Dalam pandangan postmodern, budaya manusia saat ini menunjukkan bahwa identitas individu lebih cenderung dimediasi melalui image-image atau citra-citra yang ditampilkan individu tersebut, baik melalui fashion, kosmetik, gaya bicara maupun style (Kellner, 1999).
Sehingga media massa, termasuk tayangan iklan dan terutama sinetron di dalamnya yang mengandalkan teknologi pencitraan, memiliki peran yang besar dalam proses konstruksi identitas individu. Maka dengan demikian tayangan sinetron selain mengkonstruksi identitas melalui citra-citra, juga sekaligus memberikan mutual recognition atas identitas tersebut.
Celakanya, sinetron sebagai salah satu bentuk tayangan televisi menjadi sumber atau rujukan bagi individu untuk melakukan kategorisasi, identifikasi dan pembandingan sosial (Social Identity Theory) dalam proses konstruksi identitas. Termasuk ketika menentukan partisipasi politiknya dalam proses demokrasi.
Kemungkinan terburuk dari turunan konstruksi identitas yang bersandar pada budaya narsis ini tentu saja adalah penilaian yang singkat dan dangkal atau snap judgment. Pemimpin atau wakil parlemen yang baik dalam persepsi ini adalah sosok tegap, dermawan, dan sopan dikaitkan dengan sikap tegas, baik, serta ‘dekat dengan rakyat’.
Padahal, seringkali citra hanya digunakan sebagai alat untuk memenangkan pertarungan politik electoral ansich, atau yang dalam sejarah demokrasi Amerika Serikat di tahun 1920an, dikenal dengan istilah Warren Harding Error. Jebakan demokrasi, lantaran hanya bersandar pada kebiasaan mengaitkan satu hal dengan hal lain secara linear dan sederhana.

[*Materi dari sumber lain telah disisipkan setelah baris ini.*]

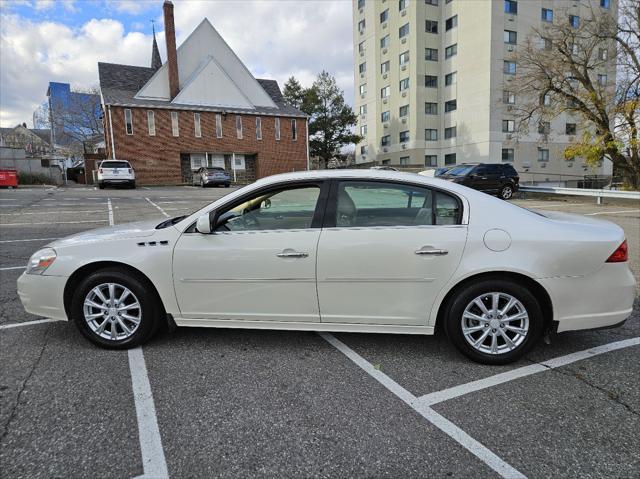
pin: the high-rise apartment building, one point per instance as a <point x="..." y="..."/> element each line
<point x="432" y="85"/>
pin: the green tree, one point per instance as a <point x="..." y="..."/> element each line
<point x="293" y="93"/>
<point x="331" y="120"/>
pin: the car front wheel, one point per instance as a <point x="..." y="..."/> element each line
<point x="494" y="321"/>
<point x="115" y="310"/>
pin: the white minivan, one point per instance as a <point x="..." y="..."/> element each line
<point x="116" y="172"/>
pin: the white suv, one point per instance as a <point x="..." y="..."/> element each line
<point x="116" y="172"/>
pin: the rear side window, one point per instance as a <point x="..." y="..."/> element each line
<point x="369" y="204"/>
<point x="115" y="164"/>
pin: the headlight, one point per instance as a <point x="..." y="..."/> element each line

Maka kasus maraknya caleg dari kalangan artis dengan segala dinamikanya, yang saat ini menyita perhatian, sebetulnya menjadi tidak penting. Yang menarik dan penting untuk kita cermati justeru adalah hiruk pikuk, perdebatan, dan makna di balik itu semua. Karena dari situ, paling tidak kita jadi tahu siapa kita sesungguhnya.